Yet when it comes to medical research, arguably as important to the well-being of citizens, accuracy and precision are nowhere in sight. Results of studies are all over the map. Some researchers best distinguish themselves by the clever ways they can transform any set of results into support for whatever drug, device or vaccine their sponsor wants to sell. Imagine if they were rocket scientists!
I have previously discussed about ten methods that have been used to squeeze an ill-fitting conclusion from a clinical dataset. One such method: the handling of subjects "Lost to Followup" has now been shown to skew the results of as many as one third of clinical trials published in top medical journals, according to an open-access article in the May 18, 2012 BMJ by Akl EA et al. Akl's group examined 235 papers in 5 top medical journals for whether losses to followup were mentioned, and how the losses were handled. Over half the authors of the 235 papers (54%) did not respond to questions from Akl's group regarding details of the research, which is troubling.
Nineteen per cent of the trials did not mention how losses to followup were being handled. Of those papers that did mention losses to followup, generally 2-15% of total subjects were lost.

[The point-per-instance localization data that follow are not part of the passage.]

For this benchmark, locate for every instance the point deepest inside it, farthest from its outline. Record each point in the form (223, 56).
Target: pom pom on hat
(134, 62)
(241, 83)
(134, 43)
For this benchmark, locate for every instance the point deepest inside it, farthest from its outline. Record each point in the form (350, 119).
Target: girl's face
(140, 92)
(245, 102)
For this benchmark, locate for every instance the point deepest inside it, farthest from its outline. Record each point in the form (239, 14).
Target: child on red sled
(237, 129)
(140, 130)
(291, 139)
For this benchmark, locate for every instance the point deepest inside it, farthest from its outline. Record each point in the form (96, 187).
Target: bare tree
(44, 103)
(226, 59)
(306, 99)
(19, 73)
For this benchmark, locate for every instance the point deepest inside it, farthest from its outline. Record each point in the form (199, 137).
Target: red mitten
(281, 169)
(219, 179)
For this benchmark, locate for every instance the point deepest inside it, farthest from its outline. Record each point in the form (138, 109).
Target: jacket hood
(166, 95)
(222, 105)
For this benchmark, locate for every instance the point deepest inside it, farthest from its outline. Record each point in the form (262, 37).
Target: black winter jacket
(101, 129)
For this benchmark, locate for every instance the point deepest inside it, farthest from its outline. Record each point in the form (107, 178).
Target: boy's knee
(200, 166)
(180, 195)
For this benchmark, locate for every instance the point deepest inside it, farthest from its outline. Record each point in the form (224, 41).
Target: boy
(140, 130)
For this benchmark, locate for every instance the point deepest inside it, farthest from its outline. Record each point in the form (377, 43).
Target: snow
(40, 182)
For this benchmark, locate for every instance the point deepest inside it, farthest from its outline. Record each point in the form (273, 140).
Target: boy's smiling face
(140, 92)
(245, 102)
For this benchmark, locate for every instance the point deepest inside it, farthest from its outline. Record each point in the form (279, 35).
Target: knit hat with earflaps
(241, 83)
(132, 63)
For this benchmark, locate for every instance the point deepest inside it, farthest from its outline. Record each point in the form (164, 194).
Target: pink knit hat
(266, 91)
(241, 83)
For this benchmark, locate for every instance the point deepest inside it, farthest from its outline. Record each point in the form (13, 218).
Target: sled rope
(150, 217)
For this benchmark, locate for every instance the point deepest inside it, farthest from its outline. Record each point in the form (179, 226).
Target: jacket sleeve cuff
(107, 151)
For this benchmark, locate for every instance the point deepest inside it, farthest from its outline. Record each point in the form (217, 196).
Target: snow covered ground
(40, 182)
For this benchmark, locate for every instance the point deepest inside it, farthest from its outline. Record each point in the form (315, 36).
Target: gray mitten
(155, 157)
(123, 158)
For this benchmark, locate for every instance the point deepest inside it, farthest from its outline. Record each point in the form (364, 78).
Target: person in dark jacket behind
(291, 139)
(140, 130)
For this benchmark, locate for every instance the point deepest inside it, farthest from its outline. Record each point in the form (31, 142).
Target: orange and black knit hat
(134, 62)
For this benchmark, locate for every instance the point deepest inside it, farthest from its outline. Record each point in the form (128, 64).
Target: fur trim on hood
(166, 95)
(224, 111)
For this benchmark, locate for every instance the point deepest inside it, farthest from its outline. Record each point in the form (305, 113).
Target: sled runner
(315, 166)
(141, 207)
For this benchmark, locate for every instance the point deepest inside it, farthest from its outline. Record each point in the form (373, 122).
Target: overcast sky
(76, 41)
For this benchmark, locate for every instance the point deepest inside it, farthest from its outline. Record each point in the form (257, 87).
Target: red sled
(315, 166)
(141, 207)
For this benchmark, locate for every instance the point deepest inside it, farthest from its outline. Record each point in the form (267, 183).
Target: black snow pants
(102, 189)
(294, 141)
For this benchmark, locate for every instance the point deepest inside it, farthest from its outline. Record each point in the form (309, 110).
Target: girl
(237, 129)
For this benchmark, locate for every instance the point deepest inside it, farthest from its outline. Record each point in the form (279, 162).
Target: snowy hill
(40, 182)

When reasonable assumptions about these losses were made, it was found that the conclusions of the trials could become nonsignificant in about 1/3 of cases. In other words, the positive result would be lost.
From the SUNY Buffalo press release:
“We found that in up to a third of trials, the results that were reported as positive – in other words, statistically significant – would become negative – not statistically significant, if the investigators had appropriately taken into consideration those participants who were lost to follow-up,” says Elie A. Akl, MD, MPH, PhD, lead author, and associate professor of medicine, family medicine and social and preventive medicine at the University at Buffalo School of Medicine and Biomedical Sciences and School of Public Health and Health Professions. He also has an appointment at McMaster University
“In other words, one of three claims of effectiveness of interventions made in top general medical journals might be wrong,” he says.

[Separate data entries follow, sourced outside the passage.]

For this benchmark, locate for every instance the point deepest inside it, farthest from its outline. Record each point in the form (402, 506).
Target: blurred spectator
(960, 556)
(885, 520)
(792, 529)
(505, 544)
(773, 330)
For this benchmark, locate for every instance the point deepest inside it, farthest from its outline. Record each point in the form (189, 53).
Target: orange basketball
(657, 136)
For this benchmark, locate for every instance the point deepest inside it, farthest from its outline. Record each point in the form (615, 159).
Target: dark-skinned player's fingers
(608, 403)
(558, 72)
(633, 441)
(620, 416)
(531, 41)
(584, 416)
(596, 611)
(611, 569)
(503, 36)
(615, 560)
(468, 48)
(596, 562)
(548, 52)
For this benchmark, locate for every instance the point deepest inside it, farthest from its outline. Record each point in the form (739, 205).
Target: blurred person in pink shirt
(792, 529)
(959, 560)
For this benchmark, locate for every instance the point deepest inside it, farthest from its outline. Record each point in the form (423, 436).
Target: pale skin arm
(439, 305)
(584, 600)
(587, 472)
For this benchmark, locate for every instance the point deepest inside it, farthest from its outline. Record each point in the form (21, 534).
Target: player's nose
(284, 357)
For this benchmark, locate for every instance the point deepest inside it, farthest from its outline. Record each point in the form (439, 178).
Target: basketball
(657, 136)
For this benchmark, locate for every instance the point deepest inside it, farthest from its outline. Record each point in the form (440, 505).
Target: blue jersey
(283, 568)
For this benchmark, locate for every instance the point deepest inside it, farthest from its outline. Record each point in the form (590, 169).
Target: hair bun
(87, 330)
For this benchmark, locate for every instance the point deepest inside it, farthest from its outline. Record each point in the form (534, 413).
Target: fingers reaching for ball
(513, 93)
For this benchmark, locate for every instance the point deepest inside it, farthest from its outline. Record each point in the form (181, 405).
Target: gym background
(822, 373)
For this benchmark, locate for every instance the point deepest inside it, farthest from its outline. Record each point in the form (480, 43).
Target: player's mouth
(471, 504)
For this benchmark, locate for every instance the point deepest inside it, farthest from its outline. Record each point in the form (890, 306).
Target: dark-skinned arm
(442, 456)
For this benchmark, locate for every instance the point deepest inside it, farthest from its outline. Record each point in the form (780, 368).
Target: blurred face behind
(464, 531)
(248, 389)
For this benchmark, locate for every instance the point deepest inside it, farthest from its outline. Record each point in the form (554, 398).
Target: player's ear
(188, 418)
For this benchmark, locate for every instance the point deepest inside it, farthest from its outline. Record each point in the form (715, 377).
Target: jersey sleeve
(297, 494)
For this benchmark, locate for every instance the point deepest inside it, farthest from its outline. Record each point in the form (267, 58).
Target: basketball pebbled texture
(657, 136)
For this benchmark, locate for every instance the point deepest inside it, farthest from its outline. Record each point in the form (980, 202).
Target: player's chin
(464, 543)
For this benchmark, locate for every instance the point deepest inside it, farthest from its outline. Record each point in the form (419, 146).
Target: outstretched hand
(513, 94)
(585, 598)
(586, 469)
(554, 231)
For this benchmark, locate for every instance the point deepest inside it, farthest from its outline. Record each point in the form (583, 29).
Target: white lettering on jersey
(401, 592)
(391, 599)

In one example, a study that compared two surgical techniques for treating stress urinary incontinence found that one was superior. But in the analysis published this month, it was found that 21 percent of participants were lost to follow-up. “When we reanalyzed that study by taking into account those drop-outs, we found that the trial might have overestimated the superiority of one procedure over the other,” Akl says.
According to Akl, it has always been suspected, but never proven, that loss to follow-up introduces bias into the results of clinical trials. “The methodology we developed allowed us to provide that proof,” he says.
The methodology that he and his coauthors developed consists of sensitivity analyses, a statistical approach to test the robustness of the results of an analysis in the face of specific assumptions, in this case, assumptions about the outcomes of patients lost to follow-up.